Tested Performance Figures - 1.5D MT
30-80 kmph (3rd Gear)
40-100 kmph (4th Gear)
Nissan has not completely revealed the Kicks’ feature set or variant details. We, however, know that only the diesel Kicks will be available in the top variant and not the petrol. In terms of safety, the top-spec Kicks gets ABS with EBD and Brake Assist, Hill Start Assist and four airbags. In comparison, the Creta gets six while the S-Cross only gets two.
360-degree parking assist is one of the highlights and is exclusive to the Kicks in the compact SUV and crossover space. It uses four cameras -- one at the front, one at the rear and one under each ORVM to give an all-round view of the car when reversing into a parking spot.
Other than this, the Kicks gets LED headlamps and DRLs, 17-inch alloy wheels, auto AC (standard feature), cooled glovebox, cruise control, fog lamps with cornering function, 8-inch touchscreen infotainment system with Apple CarPlay and Android Auto as well as rain sensing wipers.

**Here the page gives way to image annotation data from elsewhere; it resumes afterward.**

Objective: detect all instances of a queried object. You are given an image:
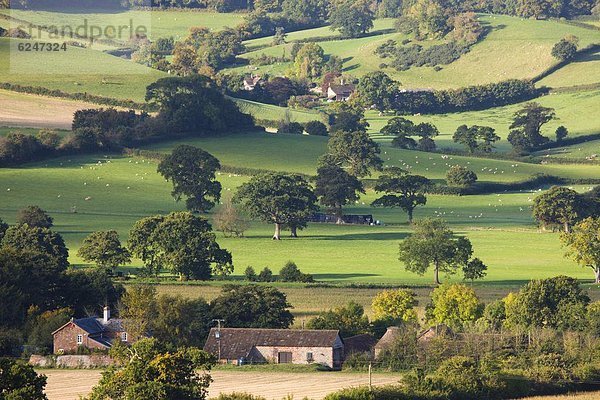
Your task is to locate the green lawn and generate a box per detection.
[0,134,600,285]
[4,8,244,40]
[538,48,600,88]
[142,133,600,182]
[367,89,600,151]
[230,15,600,89]
[0,38,167,102]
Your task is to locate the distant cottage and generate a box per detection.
[244,75,261,91]
[52,307,131,354]
[327,84,356,101]
[204,328,344,368]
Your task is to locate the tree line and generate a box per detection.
[0,75,255,166]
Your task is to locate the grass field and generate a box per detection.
[231,15,600,89]
[3,8,244,40]
[0,133,600,285]
[0,90,119,130]
[0,38,167,102]
[367,89,600,151]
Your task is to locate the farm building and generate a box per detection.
[52,307,131,354]
[327,84,356,101]
[204,328,344,368]
[309,213,375,225]
[244,75,261,91]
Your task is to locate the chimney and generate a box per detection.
[103,306,110,324]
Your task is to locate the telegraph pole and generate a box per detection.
[212,319,225,361]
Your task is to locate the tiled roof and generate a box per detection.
[344,333,377,354]
[204,328,339,360]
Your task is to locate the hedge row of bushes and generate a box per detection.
[394,79,548,114]
[0,82,156,112]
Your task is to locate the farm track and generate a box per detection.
[40,370,398,400]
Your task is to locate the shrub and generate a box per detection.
[304,121,327,136]
[258,267,273,282]
[216,392,266,400]
[446,165,477,187]
[244,266,258,282]
[279,261,314,282]
[277,121,304,135]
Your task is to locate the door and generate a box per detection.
[278,351,292,364]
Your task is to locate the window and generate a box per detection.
[277,351,292,364]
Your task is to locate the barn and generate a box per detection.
[204,328,344,368]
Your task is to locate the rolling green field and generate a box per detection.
[367,89,600,151]
[2,9,244,40]
[231,15,600,89]
[0,133,600,285]
[0,38,167,102]
[538,48,600,88]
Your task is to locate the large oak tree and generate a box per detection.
[233,172,317,240]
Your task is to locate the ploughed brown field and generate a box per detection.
[38,369,400,400]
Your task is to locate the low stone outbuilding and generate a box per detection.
[204,328,344,368]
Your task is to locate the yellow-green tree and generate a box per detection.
[371,289,418,322]
[427,284,483,329]
[560,217,600,283]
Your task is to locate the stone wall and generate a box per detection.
[29,354,114,368]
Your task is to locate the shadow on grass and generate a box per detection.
[311,274,380,281]
[306,232,408,240]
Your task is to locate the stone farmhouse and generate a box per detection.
[327,84,356,101]
[204,328,344,368]
[52,307,131,354]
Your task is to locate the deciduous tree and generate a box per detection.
[327,131,383,177]
[371,167,431,223]
[533,186,585,232]
[77,231,131,270]
[17,206,54,228]
[210,285,294,328]
[560,217,600,283]
[128,212,233,280]
[315,164,365,224]
[233,172,317,240]
[427,284,483,329]
[158,145,221,212]
[371,289,418,322]
[400,218,473,284]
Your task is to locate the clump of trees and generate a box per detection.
[128,212,233,280]
[399,218,480,285]
[551,36,578,61]
[157,145,221,212]
[371,167,431,223]
[233,172,317,240]
[77,230,131,273]
[508,103,555,153]
[446,165,477,188]
[452,125,500,154]
[381,117,440,151]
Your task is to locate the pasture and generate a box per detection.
[38,367,399,400]
[0,133,600,285]
[0,38,167,102]
[232,15,600,89]
[0,90,111,130]
[2,8,244,40]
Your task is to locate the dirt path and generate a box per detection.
[39,369,398,400]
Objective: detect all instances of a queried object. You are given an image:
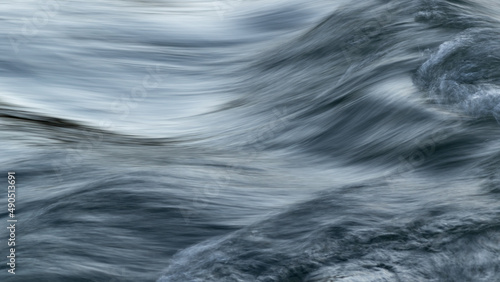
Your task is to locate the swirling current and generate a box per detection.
[0,0,500,282]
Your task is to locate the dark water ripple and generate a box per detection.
[0,0,500,282]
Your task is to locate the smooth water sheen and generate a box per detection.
[0,0,500,282]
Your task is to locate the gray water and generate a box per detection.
[0,0,500,282]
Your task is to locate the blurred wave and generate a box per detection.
[0,0,500,282]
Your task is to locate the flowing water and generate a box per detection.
[0,0,500,282]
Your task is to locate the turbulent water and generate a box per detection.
[0,0,500,282]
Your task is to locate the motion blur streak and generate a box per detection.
[0,0,500,282]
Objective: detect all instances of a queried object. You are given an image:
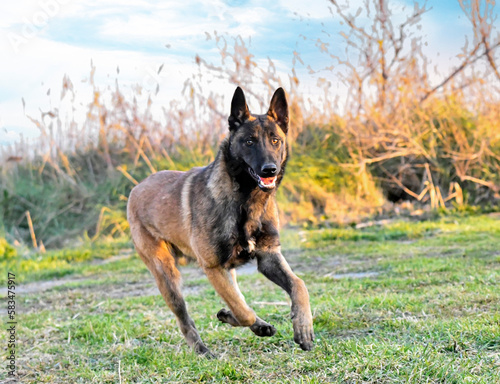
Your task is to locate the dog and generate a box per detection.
[127,87,314,357]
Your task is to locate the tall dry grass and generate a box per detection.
[0,0,500,246]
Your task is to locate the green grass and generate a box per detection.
[0,216,500,384]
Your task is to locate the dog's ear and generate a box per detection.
[228,87,250,131]
[267,87,288,133]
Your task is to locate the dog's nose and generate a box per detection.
[260,163,278,176]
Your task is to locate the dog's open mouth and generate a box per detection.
[248,167,277,189]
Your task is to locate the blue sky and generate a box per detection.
[0,0,484,143]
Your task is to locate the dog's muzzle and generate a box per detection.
[248,167,277,189]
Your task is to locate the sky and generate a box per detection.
[0,0,480,145]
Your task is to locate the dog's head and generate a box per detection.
[228,87,288,191]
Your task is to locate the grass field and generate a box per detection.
[0,215,500,383]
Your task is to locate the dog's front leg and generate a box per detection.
[257,251,314,351]
[204,266,276,336]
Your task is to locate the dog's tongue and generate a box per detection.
[260,176,276,185]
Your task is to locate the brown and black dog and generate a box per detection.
[127,87,314,355]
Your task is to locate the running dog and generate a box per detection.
[127,87,314,356]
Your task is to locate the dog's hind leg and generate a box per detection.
[205,267,276,336]
[257,251,314,351]
[133,227,213,357]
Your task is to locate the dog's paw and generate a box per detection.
[293,314,314,351]
[193,343,217,359]
[250,318,276,337]
[217,308,240,327]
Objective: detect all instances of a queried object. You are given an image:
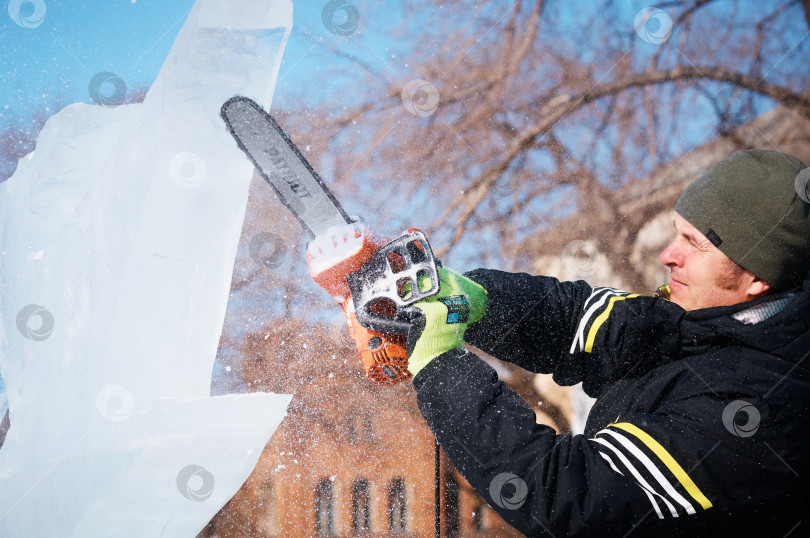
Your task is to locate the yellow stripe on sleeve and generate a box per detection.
[609,422,712,510]
[585,293,639,353]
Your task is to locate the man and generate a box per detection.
[310,150,810,537]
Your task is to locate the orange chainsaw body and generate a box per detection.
[306,223,411,386]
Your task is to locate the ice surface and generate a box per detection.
[0,0,292,537]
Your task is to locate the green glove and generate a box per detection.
[405,267,487,376]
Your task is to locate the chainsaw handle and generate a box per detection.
[346,228,439,334]
[356,304,411,335]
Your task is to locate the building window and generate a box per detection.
[352,478,371,532]
[443,473,461,537]
[315,478,335,536]
[472,501,484,532]
[388,478,406,534]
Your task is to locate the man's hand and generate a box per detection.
[401,267,487,376]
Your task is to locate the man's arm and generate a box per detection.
[414,350,762,537]
[464,269,683,397]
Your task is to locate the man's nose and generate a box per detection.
[658,241,682,267]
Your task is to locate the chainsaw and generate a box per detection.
[221,96,439,385]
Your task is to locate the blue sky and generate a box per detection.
[0,0,410,125]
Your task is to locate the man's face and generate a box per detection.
[659,214,755,310]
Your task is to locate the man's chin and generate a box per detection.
[669,284,692,310]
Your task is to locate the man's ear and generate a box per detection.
[746,273,773,299]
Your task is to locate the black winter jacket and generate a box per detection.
[414,269,810,538]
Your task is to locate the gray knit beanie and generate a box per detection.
[675,149,810,290]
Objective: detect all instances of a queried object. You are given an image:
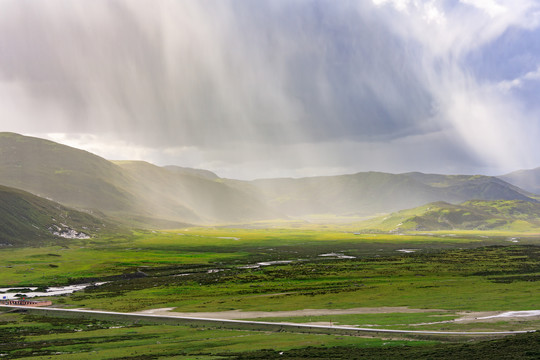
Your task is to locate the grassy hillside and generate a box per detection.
[499,167,540,195]
[0,133,535,228]
[115,161,278,223]
[0,133,137,212]
[360,200,540,232]
[251,172,532,216]
[0,186,112,247]
[0,133,275,227]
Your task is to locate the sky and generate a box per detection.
[0,0,540,179]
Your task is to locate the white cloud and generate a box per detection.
[460,0,508,17]
[496,66,540,92]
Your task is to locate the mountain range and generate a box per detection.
[0,186,112,248]
[0,133,540,231]
[359,200,540,232]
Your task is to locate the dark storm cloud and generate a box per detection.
[0,1,430,146]
[0,0,539,177]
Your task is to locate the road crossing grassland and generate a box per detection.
[0,305,534,337]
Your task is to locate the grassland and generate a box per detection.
[0,228,540,359]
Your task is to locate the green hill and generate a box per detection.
[0,133,276,227]
[359,200,540,232]
[115,161,278,223]
[0,133,137,212]
[245,172,532,216]
[0,133,535,227]
[499,167,540,195]
[0,186,112,247]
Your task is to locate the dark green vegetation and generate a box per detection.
[0,186,114,247]
[0,133,540,359]
[0,133,535,228]
[359,200,540,232]
[0,229,540,359]
[0,312,433,360]
[59,242,540,316]
[0,312,540,360]
[230,333,540,360]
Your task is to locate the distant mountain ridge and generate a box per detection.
[244,172,536,216]
[359,200,540,232]
[0,133,536,227]
[499,167,540,195]
[0,186,111,247]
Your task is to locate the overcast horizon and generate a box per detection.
[0,0,540,179]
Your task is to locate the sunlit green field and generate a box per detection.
[0,228,540,359]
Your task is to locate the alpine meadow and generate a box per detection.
[0,0,540,360]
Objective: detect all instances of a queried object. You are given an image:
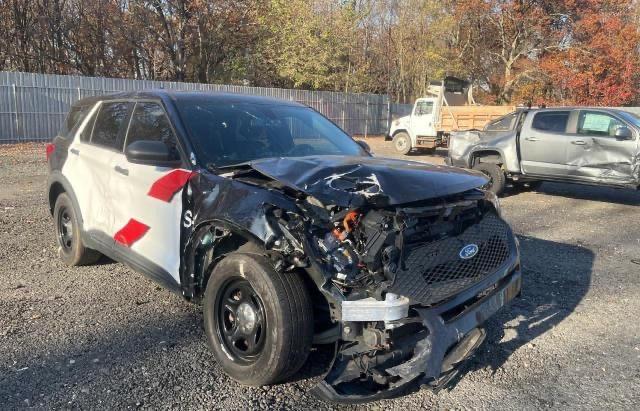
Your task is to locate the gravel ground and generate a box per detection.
[0,139,640,409]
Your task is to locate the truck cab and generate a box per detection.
[388,77,514,154]
[389,97,441,154]
[446,107,640,194]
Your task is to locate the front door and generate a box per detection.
[520,110,571,177]
[62,102,133,246]
[110,101,191,284]
[411,99,436,138]
[567,110,638,184]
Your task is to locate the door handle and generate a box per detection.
[113,166,129,176]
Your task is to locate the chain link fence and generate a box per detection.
[0,72,411,143]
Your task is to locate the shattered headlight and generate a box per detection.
[484,191,502,216]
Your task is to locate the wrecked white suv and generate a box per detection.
[47,91,521,402]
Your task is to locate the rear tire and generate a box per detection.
[53,193,102,266]
[473,163,506,196]
[393,131,411,155]
[203,252,313,386]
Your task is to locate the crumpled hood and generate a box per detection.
[244,156,487,207]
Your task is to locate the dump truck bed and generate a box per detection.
[437,106,516,133]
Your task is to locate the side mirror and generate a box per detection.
[613,126,633,140]
[356,140,371,154]
[124,140,180,167]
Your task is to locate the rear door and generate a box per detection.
[520,110,572,177]
[567,110,638,184]
[110,101,191,284]
[62,101,132,246]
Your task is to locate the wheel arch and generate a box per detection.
[47,172,84,232]
[180,220,320,300]
[469,148,504,168]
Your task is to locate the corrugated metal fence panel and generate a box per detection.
[0,72,400,143]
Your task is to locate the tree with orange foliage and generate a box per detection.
[540,0,640,106]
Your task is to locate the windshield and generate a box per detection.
[177,99,366,167]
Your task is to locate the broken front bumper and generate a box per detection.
[312,257,522,403]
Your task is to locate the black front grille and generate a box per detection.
[389,213,511,304]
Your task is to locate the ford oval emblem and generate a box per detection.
[458,244,479,260]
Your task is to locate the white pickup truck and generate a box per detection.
[388,77,515,154]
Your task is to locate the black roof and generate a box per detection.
[74,89,306,107]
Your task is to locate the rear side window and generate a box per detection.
[485,113,518,131]
[80,111,98,143]
[416,101,433,116]
[91,101,133,150]
[59,106,91,138]
[531,111,569,133]
[578,111,624,137]
[127,103,178,158]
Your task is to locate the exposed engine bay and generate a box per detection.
[262,190,515,402]
[185,158,521,403]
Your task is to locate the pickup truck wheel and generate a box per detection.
[473,163,506,195]
[203,252,313,386]
[53,193,102,266]
[393,131,411,155]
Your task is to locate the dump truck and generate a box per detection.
[387,77,515,154]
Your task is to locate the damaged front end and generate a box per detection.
[184,158,521,403]
[298,190,521,402]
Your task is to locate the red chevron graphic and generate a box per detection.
[148,169,191,203]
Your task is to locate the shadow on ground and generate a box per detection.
[502,182,640,206]
[448,236,594,389]
[0,236,594,408]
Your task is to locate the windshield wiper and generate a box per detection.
[206,161,250,174]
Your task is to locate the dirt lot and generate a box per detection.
[0,139,640,409]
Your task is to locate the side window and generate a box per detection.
[80,112,97,143]
[127,103,179,159]
[531,111,569,133]
[59,106,90,138]
[91,101,133,150]
[416,101,433,116]
[578,111,624,137]
[485,113,518,131]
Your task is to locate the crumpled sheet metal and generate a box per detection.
[567,137,640,185]
[244,156,487,207]
[449,130,520,173]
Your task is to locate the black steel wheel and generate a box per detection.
[473,163,506,196]
[203,252,313,386]
[53,193,101,266]
[216,277,267,364]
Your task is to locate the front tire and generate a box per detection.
[393,131,411,155]
[473,163,507,196]
[53,193,101,266]
[203,252,313,386]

The 8-inch touchscreen on the dashboard looks wide. However, it’s not tilted towards the driver and is, therefore, not the easiest to operate when you’re driving.
Compared to the top-spec Creta, the Kicks misses out on convenience features like auto-dimming IRVM, powered driver seat and wireless charger. It also doesn’t get a sunroof, unlike the Creta. A sunroof would have complemented the Kicks’ youthful vibe. Moreover, the Creta doesn’t get LED headlamps and 360-degree parking assist that the Kicks does.